WWSN is a very young network as mentioned we started in 2019 and we are still in a formalizing process, the pandemic year 2020 canceled all our plans. We needed to reschedule professional, private plans and network activities. So in 2021, we are starting again we have just kicked off working groups that help to fulfill the goals and mission of our network. It is all volunteering work; we have a secretariat who works 100% for the network, we have a group of volunteers who spend their private time working for us, so this is why we need different groups working on different aspects of the network to make it proceed. One of the significant aspects is networking and we have in the pipeline several online meetings because we cannot do physical, to make it possible to meet and share knowledge and another type is to organize inspirational webinars with women who talking their stories about what they do in their professional lives, how this impact on their lives, what obstacles they find, and this is now about one subject of the water, that is about the whole person we look at. That is a very inspirational, amazing network of professional women. We have also in our pipeline mentorship program so this will be a program in cooperation with other organizations within the sector. Our slogan is to network not only within individuals but also other organizations in the sector because we are not competitors.

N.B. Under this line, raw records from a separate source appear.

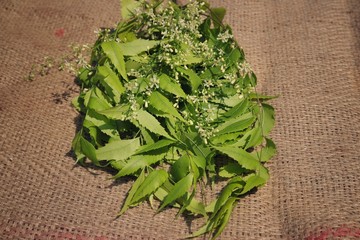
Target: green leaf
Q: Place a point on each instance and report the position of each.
(238, 109)
(217, 15)
(132, 191)
(251, 138)
(161, 103)
(235, 125)
(225, 194)
(95, 100)
(267, 152)
(114, 52)
(149, 122)
(128, 7)
(231, 170)
(76, 147)
(167, 84)
(89, 151)
(154, 146)
(194, 79)
(179, 189)
(118, 149)
(256, 96)
(117, 113)
(137, 46)
(196, 207)
(111, 82)
(151, 183)
(138, 162)
(244, 158)
(218, 222)
(104, 124)
(180, 168)
(200, 161)
(268, 119)
(254, 180)
(225, 217)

We have in the end the same course to have access to clean water and sanitation for everybody around the world.
Do you think that the younger generation would be able to improve the automated access to clean drinking water in dry areas of Africa?
I am always very positive because I met many amazing high qualified People from Africa working within the sector but Africa is a big continent with so many different countries and cultures, I cannot speak for Africa but I know our members who have in WWSN, they work hard, they see the opportunities of what to do there but it is still a lot to do, the typical water sector problem too much, too little or too polluted. There is a big challenge of sanitation, managing sanitation, having safely manage safe water from households, from industry, or agriculture. This is basic and it’s repeating itself all over the World in Asia, Africa, the Americas, and also even in Europe. All think that Europe has old water challenges solved but we have still areas with difficult sanitation situations or even difficult safe water. 1,3 People around the globe does not have access to safe water it is quite many. 2 of 5 People do not have a basic handwashing facility and we have to face a pandemic year with one of the main responsibility of handwashing tools. So it is a lot to do. People study a lot, we have the internet, there is a capability to easier develop, connect and find solutions.
Is there anything you would like to add?
I am always extremely impressed when I see people working in the sector, they all work for the goal. I met one older colleague who was closed to retirement he told me that he never experienced a midlife crisis because he always founds fulfillment in working hard while doing this job and you can observe it in everybody working for the water and sanitation sector no matter what role is that in the laboratory doing microbiological research on wastewater or selling
water to People or if they negotiate with governments toilets and public building I think everybody knows what they do, why they do it, and working for the goals is extremely fulfilling, they love to have meaning while they do something when they work and I see it reflected in a water sector. I am always amazed by these people because they do it with passion.